I was expecting a resource upgrade by now with the other 1/3 ish of the resource outline been added. Slow for some reason. 



> *High Grade Drilling Results on Merlin Project.*
> 
> Near-Surface Zone of Almost Pure Molybdenite Intersected.
> 
> ...




How about some of these intersections:

MDQ0252 - 29 m @ 1.10% Mo, 10.1 g/t Re from 385 metres
MDQ0252 - 15 m @ 1.58% Mo, 24.4 g/t Re from 457 metres
MDQ0252 - 18 m @ 0.39% Mo, 7.26 g/t Re from 491 metres
MDQ0264 - 0.6 m @ 6.9% Mo, 46.4 g/t Re from 90.85 metres
MDQ0264 - 0.9 m @ 46.4% Mo, 446 g/t Re from 91.45 metres
MDQ0264 - 0.5 m @ 22.2% Mo, 248 g/t Re from 94.05 metres

God knows what 46% Mo is in Au equivalent terms. Must be well over 200 g/t at a guess.


----------



## swm79 (26 August 2009)

*Re: IVA - Ivanhoe Australia*

i could be wrong but its about $1.35 an ounce.... $47 (approx) per tonne

great grades though - 46% at 90 odd metres, what did they do trip over it?


----------



## J.B.Nimble (26 August 2009)

*Re: IVA - Ivanhoe Australia*



kennas said:


> Quite mind boggling grades of Mo and Re being produced here. Highest grade deposit in the world. I'm not sure what the minimum price for Mo and Re would be for this to be a mine, but wouldn't be too demanding you'd think.
> 
> I was expecting a resource upgrade by now with the other 1/3 ish of the resource outline been added. Slow for some reason.
> 
> ...




It certainly is an extraordinary deposit. When you consider projects like MOL's Spinifex Ridge are considered respectable at 0.05% Mo and grades of 0.2% are often considered "exciting", the grades found here are in a league of their own. Your Au equivalent question is an eye popper - at 18 USD/lb you are looking at over 18,000 USD/t of ore and at 950/oz Au this runs out at just shy of 600g/t. Stunning...


----------



## GumbyLearner (2 September 2009)

*Re: IVA - Ivanhoe Australia*

What a Jumping Jack Flash this stock is turning out to be. Who needs to look at any other moly producer in OZ? 

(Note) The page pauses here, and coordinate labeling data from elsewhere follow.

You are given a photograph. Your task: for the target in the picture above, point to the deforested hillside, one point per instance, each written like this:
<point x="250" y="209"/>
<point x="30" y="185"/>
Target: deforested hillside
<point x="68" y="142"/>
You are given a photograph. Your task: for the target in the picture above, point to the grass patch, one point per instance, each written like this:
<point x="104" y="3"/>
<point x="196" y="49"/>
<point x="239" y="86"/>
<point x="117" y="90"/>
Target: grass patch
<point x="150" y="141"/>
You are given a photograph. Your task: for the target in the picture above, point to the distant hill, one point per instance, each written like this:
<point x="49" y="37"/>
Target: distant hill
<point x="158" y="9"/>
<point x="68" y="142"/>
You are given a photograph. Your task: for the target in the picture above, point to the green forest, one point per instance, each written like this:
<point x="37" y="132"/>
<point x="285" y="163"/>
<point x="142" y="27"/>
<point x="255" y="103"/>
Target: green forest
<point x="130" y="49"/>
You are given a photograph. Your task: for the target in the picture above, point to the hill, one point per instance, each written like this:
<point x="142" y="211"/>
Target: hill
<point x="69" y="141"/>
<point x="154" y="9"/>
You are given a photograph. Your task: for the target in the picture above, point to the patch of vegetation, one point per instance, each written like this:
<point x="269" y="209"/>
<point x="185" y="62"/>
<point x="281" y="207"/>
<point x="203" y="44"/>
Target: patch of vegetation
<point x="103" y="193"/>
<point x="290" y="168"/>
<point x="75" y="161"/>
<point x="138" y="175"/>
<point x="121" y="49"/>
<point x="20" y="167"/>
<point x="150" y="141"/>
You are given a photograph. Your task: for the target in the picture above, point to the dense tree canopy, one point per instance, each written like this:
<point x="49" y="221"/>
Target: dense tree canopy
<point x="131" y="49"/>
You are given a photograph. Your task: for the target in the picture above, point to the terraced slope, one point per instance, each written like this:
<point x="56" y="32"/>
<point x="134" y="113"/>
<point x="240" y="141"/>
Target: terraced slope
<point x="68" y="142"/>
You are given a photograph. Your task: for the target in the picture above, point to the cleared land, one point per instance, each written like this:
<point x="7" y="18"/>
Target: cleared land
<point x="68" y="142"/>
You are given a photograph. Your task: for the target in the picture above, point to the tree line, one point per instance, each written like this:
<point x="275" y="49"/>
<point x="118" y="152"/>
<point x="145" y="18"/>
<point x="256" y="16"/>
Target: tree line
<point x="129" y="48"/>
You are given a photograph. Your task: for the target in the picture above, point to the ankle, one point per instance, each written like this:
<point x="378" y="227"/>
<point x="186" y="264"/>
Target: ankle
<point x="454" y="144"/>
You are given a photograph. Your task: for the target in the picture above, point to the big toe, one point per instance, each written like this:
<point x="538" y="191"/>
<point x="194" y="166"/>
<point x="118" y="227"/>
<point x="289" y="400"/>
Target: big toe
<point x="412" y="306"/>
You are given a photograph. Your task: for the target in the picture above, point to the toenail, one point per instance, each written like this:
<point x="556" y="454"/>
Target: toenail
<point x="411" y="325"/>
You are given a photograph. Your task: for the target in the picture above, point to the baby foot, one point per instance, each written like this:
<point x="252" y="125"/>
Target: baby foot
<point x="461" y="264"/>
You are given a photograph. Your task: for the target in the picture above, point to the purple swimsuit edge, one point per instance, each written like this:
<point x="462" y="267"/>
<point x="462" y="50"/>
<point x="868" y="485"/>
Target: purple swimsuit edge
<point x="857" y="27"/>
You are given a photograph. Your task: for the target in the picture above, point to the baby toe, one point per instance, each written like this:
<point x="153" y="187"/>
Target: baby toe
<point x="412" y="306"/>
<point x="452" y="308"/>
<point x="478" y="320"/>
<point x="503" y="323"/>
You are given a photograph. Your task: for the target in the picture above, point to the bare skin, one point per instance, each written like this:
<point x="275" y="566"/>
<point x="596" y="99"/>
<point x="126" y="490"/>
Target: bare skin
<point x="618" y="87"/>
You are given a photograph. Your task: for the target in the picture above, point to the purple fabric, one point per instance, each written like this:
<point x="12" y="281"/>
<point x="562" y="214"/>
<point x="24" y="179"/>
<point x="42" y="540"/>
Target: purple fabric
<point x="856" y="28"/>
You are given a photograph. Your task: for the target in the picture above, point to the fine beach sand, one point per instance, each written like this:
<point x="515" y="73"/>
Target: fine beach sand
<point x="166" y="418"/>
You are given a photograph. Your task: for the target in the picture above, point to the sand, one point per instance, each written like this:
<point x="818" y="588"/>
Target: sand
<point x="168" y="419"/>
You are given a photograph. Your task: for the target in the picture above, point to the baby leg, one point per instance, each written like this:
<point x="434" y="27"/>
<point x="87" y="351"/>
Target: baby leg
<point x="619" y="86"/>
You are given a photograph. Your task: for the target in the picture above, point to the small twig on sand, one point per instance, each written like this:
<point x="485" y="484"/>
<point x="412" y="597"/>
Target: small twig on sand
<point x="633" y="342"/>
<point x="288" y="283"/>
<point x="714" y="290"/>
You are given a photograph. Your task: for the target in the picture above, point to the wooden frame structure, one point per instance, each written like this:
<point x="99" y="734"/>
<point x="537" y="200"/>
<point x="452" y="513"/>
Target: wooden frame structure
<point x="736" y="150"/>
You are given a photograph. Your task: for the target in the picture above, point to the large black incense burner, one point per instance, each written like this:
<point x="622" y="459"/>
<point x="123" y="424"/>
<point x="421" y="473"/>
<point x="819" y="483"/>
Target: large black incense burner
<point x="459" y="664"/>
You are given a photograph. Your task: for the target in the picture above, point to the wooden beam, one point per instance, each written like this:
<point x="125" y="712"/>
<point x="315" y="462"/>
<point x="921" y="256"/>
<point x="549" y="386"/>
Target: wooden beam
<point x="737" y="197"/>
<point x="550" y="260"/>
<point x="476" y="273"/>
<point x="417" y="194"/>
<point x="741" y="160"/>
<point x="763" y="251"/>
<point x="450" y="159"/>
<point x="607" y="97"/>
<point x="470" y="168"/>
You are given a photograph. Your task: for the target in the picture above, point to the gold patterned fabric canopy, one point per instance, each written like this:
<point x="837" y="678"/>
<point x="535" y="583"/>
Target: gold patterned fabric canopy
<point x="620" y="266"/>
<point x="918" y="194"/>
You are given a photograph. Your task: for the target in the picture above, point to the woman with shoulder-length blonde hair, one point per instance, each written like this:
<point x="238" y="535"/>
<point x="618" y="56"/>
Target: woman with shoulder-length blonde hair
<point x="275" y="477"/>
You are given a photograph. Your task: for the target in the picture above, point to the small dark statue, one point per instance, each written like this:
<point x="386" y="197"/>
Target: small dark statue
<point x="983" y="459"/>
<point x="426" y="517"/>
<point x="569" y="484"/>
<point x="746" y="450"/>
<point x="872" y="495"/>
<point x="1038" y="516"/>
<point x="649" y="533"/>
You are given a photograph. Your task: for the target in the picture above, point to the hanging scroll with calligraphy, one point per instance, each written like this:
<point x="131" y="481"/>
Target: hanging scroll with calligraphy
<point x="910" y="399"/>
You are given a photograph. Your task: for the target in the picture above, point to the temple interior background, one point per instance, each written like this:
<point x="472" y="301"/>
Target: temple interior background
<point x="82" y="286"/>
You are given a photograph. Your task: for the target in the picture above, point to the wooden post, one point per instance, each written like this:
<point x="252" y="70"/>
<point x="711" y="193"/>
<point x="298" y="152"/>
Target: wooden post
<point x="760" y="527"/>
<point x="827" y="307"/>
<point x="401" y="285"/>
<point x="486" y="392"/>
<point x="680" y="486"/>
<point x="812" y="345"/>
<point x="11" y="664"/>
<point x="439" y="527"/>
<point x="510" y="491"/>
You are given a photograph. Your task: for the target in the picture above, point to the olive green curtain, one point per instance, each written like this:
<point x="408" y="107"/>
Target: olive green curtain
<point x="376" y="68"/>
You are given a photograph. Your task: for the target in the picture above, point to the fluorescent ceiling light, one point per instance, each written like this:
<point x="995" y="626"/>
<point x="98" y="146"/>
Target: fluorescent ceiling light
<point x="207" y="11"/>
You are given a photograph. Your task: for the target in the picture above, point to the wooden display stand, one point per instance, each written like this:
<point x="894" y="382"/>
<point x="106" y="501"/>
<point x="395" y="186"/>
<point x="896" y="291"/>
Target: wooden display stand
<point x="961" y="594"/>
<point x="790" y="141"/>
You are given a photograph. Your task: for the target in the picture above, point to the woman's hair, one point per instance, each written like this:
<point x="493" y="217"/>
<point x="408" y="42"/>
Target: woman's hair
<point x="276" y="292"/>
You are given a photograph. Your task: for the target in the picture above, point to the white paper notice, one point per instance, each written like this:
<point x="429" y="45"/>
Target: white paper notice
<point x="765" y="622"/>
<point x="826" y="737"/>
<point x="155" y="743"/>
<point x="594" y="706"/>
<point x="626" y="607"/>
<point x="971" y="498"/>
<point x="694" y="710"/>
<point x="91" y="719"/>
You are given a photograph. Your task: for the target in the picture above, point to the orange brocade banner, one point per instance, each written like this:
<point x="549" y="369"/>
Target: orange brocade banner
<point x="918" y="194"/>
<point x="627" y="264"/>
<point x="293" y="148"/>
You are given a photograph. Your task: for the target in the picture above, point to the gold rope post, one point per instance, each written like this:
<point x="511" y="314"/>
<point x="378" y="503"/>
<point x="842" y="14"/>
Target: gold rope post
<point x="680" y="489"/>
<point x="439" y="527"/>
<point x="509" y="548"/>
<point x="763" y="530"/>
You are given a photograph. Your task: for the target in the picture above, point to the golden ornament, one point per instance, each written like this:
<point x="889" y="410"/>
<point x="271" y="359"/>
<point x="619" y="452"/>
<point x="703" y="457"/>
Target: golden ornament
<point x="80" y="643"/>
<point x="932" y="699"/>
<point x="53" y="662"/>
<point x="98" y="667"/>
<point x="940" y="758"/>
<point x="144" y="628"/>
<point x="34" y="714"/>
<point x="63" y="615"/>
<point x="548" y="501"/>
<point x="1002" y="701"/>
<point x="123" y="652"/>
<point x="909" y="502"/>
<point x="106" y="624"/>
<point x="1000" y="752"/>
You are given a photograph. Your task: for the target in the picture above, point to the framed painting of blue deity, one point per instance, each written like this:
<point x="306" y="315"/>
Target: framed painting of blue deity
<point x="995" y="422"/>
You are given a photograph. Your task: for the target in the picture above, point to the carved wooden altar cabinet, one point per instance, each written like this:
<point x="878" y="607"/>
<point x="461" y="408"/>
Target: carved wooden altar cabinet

These guys are smokin atm!

$2.85 a share

Is this a breakout?


----------



## GumbyLearner (2 September 2009)

*Re: IVA - Ivanhoe Australia*

The Squeeze play is on!

http://www.youtube.com/watch?v=Euci0_BBmNE

Reminds with of that ol'blue eyes tune!


----------



## Sean K (7 September 2009)

*Re: IVA - Ivanhoe Australia*

25 March:



kennas said:


> Nice break up a few days ago.




That was a bit of an understatement.

And I personally underestimated the signifiance of this find, even though I've been salivating about it in the thread for the past 6 months.

Incredible.

One of those outliers you dream of.


----------



## Zird (10 October 2009)

*Re: IVA - Ivanhoe Australia*

From its initial listing on ASX @ $2 it dropped to low of approx 15c in Nov 08. From Jan 09 to Oct 09  it skyrocketted to $3.60.  Somebody said this is a  1000% increase. I think I am going away to cry when I consider my investment in IVA.  - 1000 x $0 = $0.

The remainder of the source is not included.